La Géorgie vise une génération sans tabac d’ici 2040 mais doit lutter contre une industrie omniprésente
27 janvier 2026
Par: Comité national contre le tabagisme
Dernière mise à jour : 27 janvier 2026
Temps de lecture : 8 minutes
La Géorgie s’est fixée pour objectif de devenir un pays sans tabac et nicotine d’ici 2040[1]. Toutefois, selon l’Alliance pour la lutte antitabac, la prévalence tabagique reste très élevée et les évolutions récentes suscitent des inquiétudes, en particulier la forte progression de l’usage des cigarettes électroniques et des produits du tabac chauffé au cours des trois dernières années. L’Alliance propose ainsi au pays, conformément aux meilleures pratiques internationales, d’adopter une série de mesures antitabac fortes et de lutter activement contre l’ingérence des industriels du tabac, une des plus ancrées au monde d’après le dernier indice mondial de l’interférence de l’industrie du tabac.
En dépit d’une consommation encore élevée, le pays poursuit l’objectif d’une génération sans tabac
L’enquête mondiale sur le tabagisme chez les adultes (GATS) de 2025 montre que la prévalence du tabagisme en Géorgie est passée de 33 % à 24,8 % en une décennie, avec aujourd’hui 46,1 % d’hommes adultes et 5,8 % de femmes adultes qui fument des produits du tabac, dont une consommation de tabac sans fumée comme le tabac chauffé en progression.
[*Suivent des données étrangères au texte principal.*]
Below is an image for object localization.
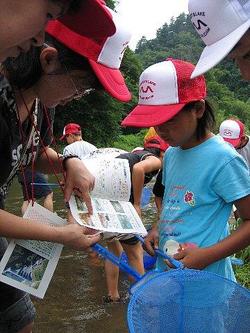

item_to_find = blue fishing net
[127,269,250,333]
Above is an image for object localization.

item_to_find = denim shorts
[0,294,36,333]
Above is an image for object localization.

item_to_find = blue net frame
[127,269,250,333]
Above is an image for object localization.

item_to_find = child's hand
[134,204,141,217]
[143,227,159,256]
[174,248,212,269]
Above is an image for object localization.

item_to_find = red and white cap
[219,119,245,148]
[46,7,132,102]
[188,0,250,78]
[54,0,116,39]
[122,59,206,127]
[60,123,81,141]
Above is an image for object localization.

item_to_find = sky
[116,0,188,49]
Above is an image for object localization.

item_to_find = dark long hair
[1,34,99,90]
[183,100,215,140]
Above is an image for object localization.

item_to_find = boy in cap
[122,59,250,280]
[188,0,250,80]
[60,123,97,160]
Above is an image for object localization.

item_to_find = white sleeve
[63,140,97,159]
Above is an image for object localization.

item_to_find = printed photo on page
[0,203,67,298]
[84,158,131,201]
[69,196,147,235]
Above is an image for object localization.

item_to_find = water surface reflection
[6,180,156,333]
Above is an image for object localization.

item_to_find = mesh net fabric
[128,270,250,333]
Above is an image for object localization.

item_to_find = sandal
[102,295,122,304]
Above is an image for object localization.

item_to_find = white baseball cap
[188,0,250,78]
[219,119,245,147]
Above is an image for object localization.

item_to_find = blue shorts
[18,169,52,201]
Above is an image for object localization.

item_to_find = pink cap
[219,119,245,148]
[46,7,132,102]
[122,59,206,127]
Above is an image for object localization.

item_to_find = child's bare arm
[174,195,250,269]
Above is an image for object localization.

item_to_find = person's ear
[40,47,60,74]
[195,99,206,119]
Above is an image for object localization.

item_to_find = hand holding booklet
[0,203,67,298]
[69,158,147,235]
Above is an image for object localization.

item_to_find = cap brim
[57,0,116,38]
[122,104,186,127]
[59,135,66,141]
[223,138,240,148]
[191,19,250,79]
[89,59,132,102]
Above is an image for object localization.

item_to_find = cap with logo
[219,119,245,147]
[55,0,116,39]
[122,59,206,127]
[188,0,250,77]
[60,123,81,141]
[46,7,132,102]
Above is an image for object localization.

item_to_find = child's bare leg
[122,242,145,280]
[43,192,53,212]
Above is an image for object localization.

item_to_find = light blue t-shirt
[157,136,250,280]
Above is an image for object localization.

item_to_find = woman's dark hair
[183,100,215,140]
[1,34,99,89]
[51,0,82,14]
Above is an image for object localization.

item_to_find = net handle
[136,235,184,269]
[91,243,142,281]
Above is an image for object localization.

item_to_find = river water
[6,180,155,333]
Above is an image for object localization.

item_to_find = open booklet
[69,157,147,238]
[0,203,67,298]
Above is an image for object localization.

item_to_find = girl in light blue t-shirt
[122,59,250,280]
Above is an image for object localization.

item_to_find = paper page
[0,203,67,298]
[69,196,147,235]
[83,158,131,201]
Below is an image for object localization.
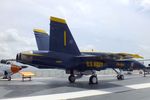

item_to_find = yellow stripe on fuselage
[33,29,47,34]
[50,16,66,24]
[64,31,67,46]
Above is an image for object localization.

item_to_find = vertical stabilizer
[33,29,49,50]
[49,17,80,55]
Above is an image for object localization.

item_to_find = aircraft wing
[116,53,143,59]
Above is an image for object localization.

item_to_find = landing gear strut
[113,68,124,80]
[89,75,98,84]
[117,75,124,80]
[68,75,76,83]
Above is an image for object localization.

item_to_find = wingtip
[50,16,66,24]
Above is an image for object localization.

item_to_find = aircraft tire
[7,77,11,81]
[117,75,124,80]
[89,75,98,84]
[68,75,76,83]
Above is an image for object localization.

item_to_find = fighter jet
[33,29,145,73]
[16,17,145,84]
[0,59,27,81]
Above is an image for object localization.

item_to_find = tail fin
[33,29,49,50]
[49,17,80,55]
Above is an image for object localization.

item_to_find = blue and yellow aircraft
[16,17,145,84]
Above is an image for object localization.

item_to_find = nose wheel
[89,75,98,84]
[68,75,76,83]
[7,76,11,81]
[117,75,124,80]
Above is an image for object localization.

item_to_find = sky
[0,0,150,59]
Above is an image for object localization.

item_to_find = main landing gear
[68,71,98,84]
[113,68,124,80]
[89,75,98,84]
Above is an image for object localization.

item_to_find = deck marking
[3,83,150,100]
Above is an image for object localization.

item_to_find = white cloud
[0,29,36,59]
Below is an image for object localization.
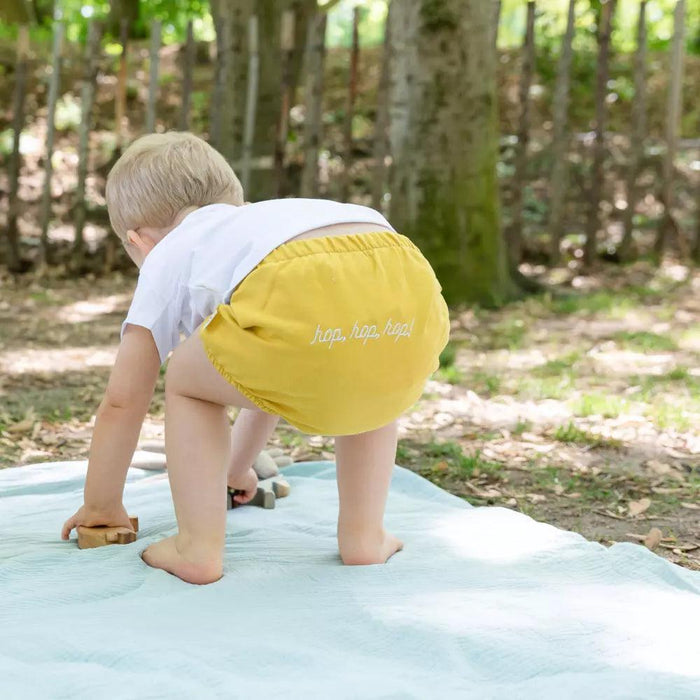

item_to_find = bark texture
[390,0,514,306]
[211,0,316,201]
[549,0,576,264]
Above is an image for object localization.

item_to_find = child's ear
[126,229,145,250]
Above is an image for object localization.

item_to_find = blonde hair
[106,131,243,240]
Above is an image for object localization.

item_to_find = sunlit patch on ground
[0,346,117,375]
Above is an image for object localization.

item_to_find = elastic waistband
[261,231,418,265]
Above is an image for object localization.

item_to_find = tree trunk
[7,24,29,272]
[583,0,616,266]
[275,10,296,197]
[146,19,161,134]
[372,3,392,210]
[340,7,360,202]
[301,12,326,197]
[211,0,316,201]
[506,0,535,270]
[114,19,129,153]
[73,21,102,269]
[390,0,515,306]
[241,15,260,192]
[491,0,503,49]
[620,0,647,261]
[549,0,576,265]
[654,0,688,259]
[39,21,63,264]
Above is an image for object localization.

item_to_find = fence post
[178,20,196,131]
[114,19,129,155]
[341,7,360,202]
[301,12,326,197]
[146,19,161,134]
[372,3,391,209]
[7,24,29,272]
[73,20,102,268]
[39,19,63,265]
[274,10,295,197]
[241,15,260,192]
[654,0,689,260]
[583,0,616,266]
[549,0,576,265]
[506,0,535,270]
[620,0,647,260]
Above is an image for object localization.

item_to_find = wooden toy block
[227,477,290,510]
[226,486,275,510]
[77,516,139,549]
[272,479,291,498]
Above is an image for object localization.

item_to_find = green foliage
[573,392,628,418]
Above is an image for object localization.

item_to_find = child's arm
[61,325,160,540]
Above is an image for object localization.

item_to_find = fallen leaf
[644,527,663,550]
[647,459,671,476]
[525,493,547,503]
[628,498,651,517]
[5,418,34,434]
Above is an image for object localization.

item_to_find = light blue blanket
[0,463,700,700]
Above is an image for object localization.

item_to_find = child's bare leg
[335,422,403,564]
[228,408,279,483]
[142,333,262,583]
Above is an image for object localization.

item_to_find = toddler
[62,133,449,584]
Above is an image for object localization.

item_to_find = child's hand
[61,505,133,540]
[228,467,258,503]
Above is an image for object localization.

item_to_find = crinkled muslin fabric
[0,462,700,700]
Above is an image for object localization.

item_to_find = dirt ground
[0,263,700,569]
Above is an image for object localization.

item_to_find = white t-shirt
[122,199,394,362]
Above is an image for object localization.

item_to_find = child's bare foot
[141,535,223,585]
[338,532,403,566]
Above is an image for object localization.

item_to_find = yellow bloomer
[200,231,450,435]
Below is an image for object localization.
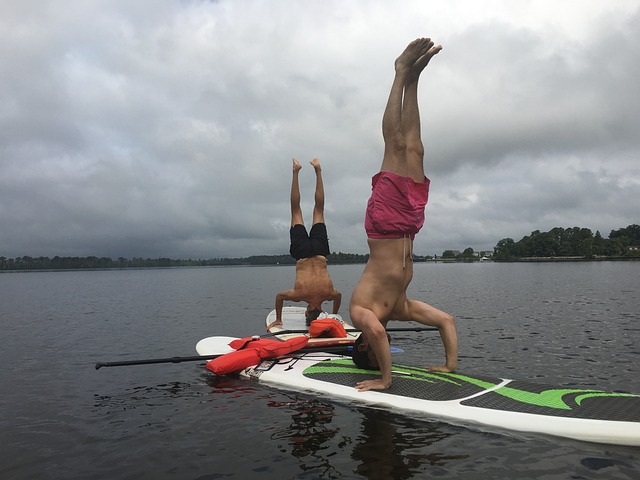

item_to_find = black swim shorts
[289,223,329,260]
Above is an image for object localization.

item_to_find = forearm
[276,292,285,322]
[331,293,342,315]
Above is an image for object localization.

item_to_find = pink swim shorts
[364,172,431,240]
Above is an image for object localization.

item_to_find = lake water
[0,262,640,480]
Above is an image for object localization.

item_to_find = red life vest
[309,317,347,338]
[205,335,309,375]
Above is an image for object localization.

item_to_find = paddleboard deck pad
[235,352,640,446]
[265,306,360,347]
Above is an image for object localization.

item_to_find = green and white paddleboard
[198,337,640,446]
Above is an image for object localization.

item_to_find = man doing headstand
[268,158,342,328]
[349,38,458,391]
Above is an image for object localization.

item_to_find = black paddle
[96,346,349,370]
[260,327,438,338]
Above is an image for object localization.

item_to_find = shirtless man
[349,38,458,391]
[267,158,342,330]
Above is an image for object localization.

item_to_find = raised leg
[291,158,304,227]
[309,158,324,225]
[381,38,431,175]
[401,40,442,182]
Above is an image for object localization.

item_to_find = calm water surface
[0,262,640,480]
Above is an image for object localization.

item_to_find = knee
[407,141,424,158]
[383,129,407,152]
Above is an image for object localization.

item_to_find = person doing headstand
[267,158,342,330]
[349,38,458,391]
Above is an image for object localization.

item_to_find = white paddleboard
[265,306,360,347]
[230,352,640,446]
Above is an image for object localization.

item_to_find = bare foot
[395,38,433,71]
[309,158,322,172]
[411,42,442,79]
[267,320,282,332]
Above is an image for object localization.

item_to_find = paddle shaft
[96,345,349,370]
[261,327,438,338]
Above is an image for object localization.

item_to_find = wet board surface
[240,353,640,446]
[265,306,360,347]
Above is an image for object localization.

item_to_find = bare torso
[351,238,413,325]
[293,255,336,304]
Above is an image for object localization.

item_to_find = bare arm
[331,290,342,315]
[272,290,295,325]
[350,305,391,392]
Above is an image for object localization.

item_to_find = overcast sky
[0,0,640,259]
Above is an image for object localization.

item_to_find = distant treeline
[0,225,640,271]
[0,252,369,270]
[493,225,640,261]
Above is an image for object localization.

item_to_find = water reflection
[351,410,468,480]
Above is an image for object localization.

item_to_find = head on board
[304,304,322,326]
[351,333,391,370]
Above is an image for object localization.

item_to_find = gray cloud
[0,0,640,258]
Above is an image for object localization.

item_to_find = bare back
[351,237,413,324]
[293,255,336,303]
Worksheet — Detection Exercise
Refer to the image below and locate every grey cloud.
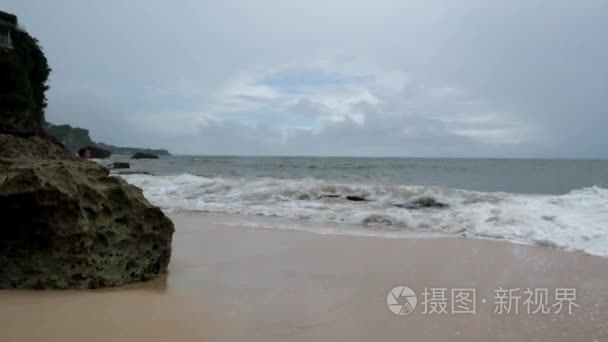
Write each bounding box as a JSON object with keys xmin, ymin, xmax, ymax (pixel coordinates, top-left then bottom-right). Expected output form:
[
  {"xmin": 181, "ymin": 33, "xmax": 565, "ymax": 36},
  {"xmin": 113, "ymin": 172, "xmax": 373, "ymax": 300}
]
[{"xmin": 3, "ymin": 0, "xmax": 608, "ymax": 158}]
Cette baisse significative a motivé le gouvernement à persévérer dans sa stratégie nationale dite de « fin du tabac », avec pour objectif de ramener la proportion de consommateurs de l’ensemble des produits du tabac et de la nicotine à moins de 5 % de la population d’ici 2040.
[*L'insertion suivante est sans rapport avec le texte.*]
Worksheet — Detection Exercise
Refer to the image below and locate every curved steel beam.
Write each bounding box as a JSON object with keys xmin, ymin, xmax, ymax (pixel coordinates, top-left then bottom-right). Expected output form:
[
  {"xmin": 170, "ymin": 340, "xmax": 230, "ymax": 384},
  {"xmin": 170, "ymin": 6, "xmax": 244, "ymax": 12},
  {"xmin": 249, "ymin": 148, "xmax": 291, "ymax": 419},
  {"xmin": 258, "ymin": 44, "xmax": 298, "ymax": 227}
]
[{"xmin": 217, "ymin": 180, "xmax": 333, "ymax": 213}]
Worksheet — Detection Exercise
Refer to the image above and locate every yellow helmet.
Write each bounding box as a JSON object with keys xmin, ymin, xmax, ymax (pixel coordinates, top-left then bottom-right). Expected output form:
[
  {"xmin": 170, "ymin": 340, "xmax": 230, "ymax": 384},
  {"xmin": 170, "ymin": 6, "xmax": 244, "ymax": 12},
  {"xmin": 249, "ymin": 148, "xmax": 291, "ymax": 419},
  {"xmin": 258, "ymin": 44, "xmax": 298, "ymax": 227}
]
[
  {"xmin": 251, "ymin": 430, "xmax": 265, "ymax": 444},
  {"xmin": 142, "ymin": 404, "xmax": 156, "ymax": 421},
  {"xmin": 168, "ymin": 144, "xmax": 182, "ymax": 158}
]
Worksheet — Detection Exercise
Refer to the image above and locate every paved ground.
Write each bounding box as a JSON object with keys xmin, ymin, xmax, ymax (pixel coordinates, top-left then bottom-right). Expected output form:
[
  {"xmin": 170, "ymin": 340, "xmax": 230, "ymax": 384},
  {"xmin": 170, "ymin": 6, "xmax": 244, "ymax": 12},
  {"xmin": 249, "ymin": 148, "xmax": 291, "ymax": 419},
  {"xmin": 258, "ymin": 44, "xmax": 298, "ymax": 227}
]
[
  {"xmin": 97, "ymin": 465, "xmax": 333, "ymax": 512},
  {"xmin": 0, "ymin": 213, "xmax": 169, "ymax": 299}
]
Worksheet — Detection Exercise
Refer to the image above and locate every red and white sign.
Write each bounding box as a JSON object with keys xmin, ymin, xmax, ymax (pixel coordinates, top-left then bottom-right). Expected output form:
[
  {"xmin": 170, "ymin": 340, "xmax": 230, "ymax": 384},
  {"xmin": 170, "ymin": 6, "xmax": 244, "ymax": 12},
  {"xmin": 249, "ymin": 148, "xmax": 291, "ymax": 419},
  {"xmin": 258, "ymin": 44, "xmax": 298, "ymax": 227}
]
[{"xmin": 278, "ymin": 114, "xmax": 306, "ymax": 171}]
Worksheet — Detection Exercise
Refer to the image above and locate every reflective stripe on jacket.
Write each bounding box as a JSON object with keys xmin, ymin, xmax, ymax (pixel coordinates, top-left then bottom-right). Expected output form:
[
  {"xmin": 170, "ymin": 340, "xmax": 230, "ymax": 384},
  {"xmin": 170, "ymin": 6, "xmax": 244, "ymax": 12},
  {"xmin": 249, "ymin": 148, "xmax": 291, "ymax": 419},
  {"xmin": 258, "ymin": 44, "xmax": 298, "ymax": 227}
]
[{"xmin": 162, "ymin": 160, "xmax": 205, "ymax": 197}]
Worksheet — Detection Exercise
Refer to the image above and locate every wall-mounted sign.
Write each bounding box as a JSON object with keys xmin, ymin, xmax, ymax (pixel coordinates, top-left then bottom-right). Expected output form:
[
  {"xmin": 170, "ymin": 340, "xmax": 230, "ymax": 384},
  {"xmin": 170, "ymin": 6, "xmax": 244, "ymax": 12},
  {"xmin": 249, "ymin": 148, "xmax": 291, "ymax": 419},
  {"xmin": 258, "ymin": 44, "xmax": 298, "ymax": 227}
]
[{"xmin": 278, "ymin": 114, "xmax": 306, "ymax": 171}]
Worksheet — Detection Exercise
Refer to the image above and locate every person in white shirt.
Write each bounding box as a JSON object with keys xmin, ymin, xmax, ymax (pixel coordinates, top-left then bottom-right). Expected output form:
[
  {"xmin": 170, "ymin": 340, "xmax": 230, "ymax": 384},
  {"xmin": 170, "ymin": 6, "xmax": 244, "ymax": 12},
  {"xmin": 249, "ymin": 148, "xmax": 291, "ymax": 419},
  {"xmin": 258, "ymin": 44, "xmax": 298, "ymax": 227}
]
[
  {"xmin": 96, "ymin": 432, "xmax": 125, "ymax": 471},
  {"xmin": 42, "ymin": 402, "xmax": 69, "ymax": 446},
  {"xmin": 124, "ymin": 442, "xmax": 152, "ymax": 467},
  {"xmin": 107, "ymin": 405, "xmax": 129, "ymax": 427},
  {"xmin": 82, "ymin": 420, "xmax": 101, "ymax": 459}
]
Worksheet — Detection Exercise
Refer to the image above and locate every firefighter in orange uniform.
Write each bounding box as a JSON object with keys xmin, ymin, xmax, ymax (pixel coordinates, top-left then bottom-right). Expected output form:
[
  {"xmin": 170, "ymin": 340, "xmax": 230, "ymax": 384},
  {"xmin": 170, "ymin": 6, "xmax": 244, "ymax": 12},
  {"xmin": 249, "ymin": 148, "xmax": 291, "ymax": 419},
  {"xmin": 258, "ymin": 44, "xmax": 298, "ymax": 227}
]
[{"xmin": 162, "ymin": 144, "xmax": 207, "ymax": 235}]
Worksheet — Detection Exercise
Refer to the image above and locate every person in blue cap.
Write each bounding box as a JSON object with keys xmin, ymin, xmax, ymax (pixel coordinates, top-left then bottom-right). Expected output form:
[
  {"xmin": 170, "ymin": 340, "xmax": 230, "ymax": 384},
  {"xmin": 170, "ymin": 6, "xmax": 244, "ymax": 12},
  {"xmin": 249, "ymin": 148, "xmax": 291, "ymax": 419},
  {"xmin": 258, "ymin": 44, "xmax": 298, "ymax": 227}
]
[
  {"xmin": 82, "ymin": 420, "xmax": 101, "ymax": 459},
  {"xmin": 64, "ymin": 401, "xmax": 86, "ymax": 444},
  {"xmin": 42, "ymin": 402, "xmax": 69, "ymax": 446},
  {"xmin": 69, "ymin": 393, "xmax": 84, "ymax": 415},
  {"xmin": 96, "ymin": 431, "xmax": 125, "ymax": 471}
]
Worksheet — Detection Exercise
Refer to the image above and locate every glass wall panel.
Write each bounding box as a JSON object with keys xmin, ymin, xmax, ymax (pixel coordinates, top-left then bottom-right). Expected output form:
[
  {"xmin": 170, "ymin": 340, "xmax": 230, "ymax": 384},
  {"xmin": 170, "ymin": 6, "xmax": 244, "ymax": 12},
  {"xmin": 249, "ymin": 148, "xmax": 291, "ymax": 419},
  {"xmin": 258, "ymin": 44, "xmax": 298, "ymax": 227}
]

Toutefois, l’objectif reste entravé par des niveaux de consommation masculins encore très élevés et une progression de la consommation de tabac chauffé qui concerne aujourd’hui 1,9 % des adultes (2,4 % d’hommes et 1,4 % de femmes).
À cela s’ajoute une hausse de l’usage des cigarettes électroniques, utilisées par 1,7 % des adultes, dont 2,6 % d’hommes et 1 % de femmes.
Selon l’Alliance, cet objectif est essentiel pour réduire le lourd fardeau sanitaire et financier lié au tabagisme. Le tabac est cause d’un quart des décès masculins dans le pays et au total représente plus de 7 000 décès prématurés et évitables chaque année[3]. Son coût d’environ 1,6 milliard de laris (500 millions d’euros) en dépenses de santé et pertes de productivité est estimé à un niveau environ dix fois supérieur à celui des recettes fiscales issues de la vente des produits du tabac.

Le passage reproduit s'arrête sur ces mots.